Ocular infection by coronaviruses has been well established in the animal model. There is evidence of sight-threatening ocular complication in the feline and murine orders [3]. In feline coronavirus it has been suggested that the ocular manifestations are due to a vasculitis and inflammation leading to conjunctivitis, anterior uveitis, choroiditis and retinal vasculitis [4]. Experimental studies on coronavirus retinopathy with intravitreal inoculation of virus from JHMV-infected mice showed an initial inflammatory response followed by retinal degeneration [5]. The pathological mechanism initiates with localization of the virus in the retina and retinal pigment epithelium and causes inflammation owing to pro-inflammatory mediator release. Although viral clearance occurs after a week from infection, the secondary autoimmune response with production of retinal and retinal pigment epithelium autoantibodies leads to neuroretinal thinning and loss of the photoreceptors and ganglion cells [6].

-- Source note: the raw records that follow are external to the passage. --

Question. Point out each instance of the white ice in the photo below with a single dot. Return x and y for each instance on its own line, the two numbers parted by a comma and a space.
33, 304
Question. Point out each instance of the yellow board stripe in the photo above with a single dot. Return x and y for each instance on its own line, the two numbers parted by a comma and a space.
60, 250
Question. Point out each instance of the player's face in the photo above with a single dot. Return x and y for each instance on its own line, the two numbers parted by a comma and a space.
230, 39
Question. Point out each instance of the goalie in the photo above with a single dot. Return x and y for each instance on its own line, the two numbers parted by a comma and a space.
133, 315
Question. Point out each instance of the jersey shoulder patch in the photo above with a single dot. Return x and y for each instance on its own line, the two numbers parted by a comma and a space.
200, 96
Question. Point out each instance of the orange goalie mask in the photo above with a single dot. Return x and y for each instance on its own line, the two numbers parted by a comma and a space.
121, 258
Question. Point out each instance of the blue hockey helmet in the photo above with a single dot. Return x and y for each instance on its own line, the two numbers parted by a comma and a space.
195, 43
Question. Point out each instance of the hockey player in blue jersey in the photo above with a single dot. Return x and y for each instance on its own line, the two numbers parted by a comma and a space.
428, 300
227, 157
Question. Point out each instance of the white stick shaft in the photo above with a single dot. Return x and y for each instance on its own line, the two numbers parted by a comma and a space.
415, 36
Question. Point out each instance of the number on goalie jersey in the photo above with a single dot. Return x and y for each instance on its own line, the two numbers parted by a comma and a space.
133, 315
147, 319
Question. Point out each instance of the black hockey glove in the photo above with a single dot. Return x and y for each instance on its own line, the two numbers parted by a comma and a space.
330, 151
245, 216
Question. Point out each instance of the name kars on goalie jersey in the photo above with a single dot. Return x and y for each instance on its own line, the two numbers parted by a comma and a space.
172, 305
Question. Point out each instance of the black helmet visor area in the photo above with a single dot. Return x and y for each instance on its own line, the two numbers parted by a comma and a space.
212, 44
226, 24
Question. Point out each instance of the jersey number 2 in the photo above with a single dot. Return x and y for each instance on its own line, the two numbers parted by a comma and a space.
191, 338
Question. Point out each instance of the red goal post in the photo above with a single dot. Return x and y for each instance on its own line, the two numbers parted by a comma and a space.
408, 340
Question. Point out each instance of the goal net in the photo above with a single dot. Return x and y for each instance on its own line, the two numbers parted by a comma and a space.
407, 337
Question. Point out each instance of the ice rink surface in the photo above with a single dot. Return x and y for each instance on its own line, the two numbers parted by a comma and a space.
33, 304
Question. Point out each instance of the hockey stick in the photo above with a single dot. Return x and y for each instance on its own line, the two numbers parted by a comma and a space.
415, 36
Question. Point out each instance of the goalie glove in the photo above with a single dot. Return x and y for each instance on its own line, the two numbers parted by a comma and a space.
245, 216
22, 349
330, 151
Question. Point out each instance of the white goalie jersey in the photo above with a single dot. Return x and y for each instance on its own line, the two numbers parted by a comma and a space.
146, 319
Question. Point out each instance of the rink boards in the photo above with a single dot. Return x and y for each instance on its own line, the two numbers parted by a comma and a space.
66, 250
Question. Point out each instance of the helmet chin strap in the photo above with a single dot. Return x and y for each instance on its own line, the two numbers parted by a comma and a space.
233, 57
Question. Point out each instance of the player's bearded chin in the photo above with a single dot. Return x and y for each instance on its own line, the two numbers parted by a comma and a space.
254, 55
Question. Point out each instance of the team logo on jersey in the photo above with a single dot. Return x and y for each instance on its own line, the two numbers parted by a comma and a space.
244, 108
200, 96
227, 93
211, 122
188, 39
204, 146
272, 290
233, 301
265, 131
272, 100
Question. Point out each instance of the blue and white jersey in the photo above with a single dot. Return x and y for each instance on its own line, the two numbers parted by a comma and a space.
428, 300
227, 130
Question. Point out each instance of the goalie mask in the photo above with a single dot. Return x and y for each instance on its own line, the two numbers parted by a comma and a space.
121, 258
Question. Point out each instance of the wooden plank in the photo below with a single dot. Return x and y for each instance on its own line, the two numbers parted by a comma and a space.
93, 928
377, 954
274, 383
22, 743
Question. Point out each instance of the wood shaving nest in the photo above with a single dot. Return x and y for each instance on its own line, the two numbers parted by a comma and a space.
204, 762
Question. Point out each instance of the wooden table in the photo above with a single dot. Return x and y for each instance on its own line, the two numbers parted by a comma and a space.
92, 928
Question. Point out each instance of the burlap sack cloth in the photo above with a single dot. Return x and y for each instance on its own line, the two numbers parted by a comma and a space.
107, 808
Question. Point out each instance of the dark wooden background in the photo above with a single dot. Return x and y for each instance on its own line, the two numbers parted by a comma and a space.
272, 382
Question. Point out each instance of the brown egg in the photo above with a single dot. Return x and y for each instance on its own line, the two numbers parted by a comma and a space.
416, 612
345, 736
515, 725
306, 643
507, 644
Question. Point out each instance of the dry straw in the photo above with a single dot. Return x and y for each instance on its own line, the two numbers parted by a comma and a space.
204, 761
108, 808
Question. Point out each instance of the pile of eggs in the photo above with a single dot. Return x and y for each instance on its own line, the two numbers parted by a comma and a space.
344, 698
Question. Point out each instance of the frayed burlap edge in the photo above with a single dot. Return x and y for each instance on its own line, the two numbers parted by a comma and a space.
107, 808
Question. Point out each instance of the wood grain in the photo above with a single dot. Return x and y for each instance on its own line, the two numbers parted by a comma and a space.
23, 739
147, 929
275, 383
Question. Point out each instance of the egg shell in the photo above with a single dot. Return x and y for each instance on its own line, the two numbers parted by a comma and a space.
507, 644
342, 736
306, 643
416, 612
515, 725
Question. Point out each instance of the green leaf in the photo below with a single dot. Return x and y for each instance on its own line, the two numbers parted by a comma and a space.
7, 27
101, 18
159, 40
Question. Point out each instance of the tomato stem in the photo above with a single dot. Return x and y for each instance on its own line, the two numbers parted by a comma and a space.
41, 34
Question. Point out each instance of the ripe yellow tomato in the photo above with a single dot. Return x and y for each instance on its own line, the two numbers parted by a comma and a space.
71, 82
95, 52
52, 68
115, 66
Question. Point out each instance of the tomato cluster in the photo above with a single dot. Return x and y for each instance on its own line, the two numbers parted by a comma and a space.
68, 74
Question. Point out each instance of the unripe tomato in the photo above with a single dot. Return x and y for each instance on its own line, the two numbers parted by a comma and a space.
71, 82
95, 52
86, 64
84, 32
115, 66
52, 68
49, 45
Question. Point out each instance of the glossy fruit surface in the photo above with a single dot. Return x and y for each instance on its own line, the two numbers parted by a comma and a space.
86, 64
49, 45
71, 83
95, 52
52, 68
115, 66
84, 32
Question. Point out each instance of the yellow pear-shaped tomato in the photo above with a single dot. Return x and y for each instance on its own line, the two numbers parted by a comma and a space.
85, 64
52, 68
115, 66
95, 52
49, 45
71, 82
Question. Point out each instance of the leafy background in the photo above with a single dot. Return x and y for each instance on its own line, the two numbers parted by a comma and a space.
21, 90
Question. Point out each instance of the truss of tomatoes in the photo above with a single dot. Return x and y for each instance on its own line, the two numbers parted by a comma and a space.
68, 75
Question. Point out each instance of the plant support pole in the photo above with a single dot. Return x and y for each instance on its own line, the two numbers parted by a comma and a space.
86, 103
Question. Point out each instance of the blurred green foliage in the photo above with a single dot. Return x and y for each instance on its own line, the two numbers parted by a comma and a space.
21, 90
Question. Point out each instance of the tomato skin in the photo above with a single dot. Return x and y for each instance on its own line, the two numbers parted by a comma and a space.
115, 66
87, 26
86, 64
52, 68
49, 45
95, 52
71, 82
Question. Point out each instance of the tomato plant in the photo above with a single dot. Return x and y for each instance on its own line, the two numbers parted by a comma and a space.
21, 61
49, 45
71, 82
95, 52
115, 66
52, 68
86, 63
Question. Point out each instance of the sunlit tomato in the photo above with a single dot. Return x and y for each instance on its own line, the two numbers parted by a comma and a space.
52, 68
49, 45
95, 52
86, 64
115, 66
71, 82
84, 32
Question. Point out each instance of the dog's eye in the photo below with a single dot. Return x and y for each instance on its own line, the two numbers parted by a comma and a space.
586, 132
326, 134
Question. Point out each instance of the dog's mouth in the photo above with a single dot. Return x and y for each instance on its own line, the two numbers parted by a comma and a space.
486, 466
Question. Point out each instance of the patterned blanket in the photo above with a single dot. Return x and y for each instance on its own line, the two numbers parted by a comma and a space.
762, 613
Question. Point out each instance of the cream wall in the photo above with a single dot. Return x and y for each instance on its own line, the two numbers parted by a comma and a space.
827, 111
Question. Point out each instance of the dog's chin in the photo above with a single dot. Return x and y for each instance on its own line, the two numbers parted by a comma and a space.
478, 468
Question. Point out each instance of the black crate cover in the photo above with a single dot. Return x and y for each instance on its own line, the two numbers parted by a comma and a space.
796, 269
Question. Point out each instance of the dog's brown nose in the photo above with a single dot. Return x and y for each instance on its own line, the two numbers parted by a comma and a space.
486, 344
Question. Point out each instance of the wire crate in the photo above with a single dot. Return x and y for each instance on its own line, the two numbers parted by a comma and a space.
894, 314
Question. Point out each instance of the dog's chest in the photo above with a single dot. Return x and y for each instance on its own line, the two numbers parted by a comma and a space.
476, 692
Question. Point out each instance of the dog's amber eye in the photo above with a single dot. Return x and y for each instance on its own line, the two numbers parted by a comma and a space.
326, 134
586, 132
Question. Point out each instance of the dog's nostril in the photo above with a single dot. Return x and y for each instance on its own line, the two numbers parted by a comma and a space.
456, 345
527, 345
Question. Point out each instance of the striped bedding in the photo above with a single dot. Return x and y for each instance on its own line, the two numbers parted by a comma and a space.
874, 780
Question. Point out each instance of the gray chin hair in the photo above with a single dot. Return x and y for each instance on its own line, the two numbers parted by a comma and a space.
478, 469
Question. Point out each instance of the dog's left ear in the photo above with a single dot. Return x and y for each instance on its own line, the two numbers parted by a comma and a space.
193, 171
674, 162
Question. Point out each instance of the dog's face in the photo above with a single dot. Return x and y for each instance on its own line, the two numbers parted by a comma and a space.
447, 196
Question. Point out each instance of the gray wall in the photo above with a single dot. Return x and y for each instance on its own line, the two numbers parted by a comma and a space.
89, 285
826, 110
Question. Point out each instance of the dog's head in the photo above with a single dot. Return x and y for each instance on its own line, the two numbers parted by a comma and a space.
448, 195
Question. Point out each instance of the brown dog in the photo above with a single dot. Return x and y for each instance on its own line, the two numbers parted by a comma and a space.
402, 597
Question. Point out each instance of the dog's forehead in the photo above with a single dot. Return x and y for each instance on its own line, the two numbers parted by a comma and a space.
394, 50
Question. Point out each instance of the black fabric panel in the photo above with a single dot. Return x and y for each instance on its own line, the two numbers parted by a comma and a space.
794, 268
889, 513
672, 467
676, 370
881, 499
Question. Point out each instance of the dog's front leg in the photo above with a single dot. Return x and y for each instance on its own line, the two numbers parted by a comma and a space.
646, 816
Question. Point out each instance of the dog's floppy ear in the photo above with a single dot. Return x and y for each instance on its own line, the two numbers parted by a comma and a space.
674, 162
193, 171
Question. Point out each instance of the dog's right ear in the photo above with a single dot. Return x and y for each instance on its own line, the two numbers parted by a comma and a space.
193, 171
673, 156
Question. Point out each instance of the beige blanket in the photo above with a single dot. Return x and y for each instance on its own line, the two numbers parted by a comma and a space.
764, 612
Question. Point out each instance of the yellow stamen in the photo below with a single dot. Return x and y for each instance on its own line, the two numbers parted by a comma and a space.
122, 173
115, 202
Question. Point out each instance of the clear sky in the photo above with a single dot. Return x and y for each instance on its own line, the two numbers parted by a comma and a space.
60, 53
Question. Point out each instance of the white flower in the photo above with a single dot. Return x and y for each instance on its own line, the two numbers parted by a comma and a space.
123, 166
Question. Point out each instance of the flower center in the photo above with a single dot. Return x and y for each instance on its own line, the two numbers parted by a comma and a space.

Cellular infection of SARS-CoV-2 occurs through binding of the viral spike protein to the cellular angiotensin-converting enzyme 2 (ACE2), and serine protease TMPRSS2 promotes spike protein priming [7, 8]. In humans ACE2 protein is expressed in epithelial cells in the lungs and other tissues such as the intestine and kidney [1]. In the human eye these proteins are expressed in the cornea, conjunctiva and iris, but ACE2 is also detectable in the aqueous humor and retina [8, 9]. In particular, ACE and ACE2 are found in the ganglion cells, Muller cells, photoreceptors, retinal vascular cells and the choroid [10]. Casagrande et al. analyzed retinal biopsies of 14 patients deceased for confirmed SARS-CoV-2 infection, and three of 14 samples were positive for the SARS-CoV-2 RdRp-gene, E-gene and Orf nCoV-gene-specific sequences in the retina [11]. Moreover, retinal microvascular alterations and vascular occlusions have been reported [12].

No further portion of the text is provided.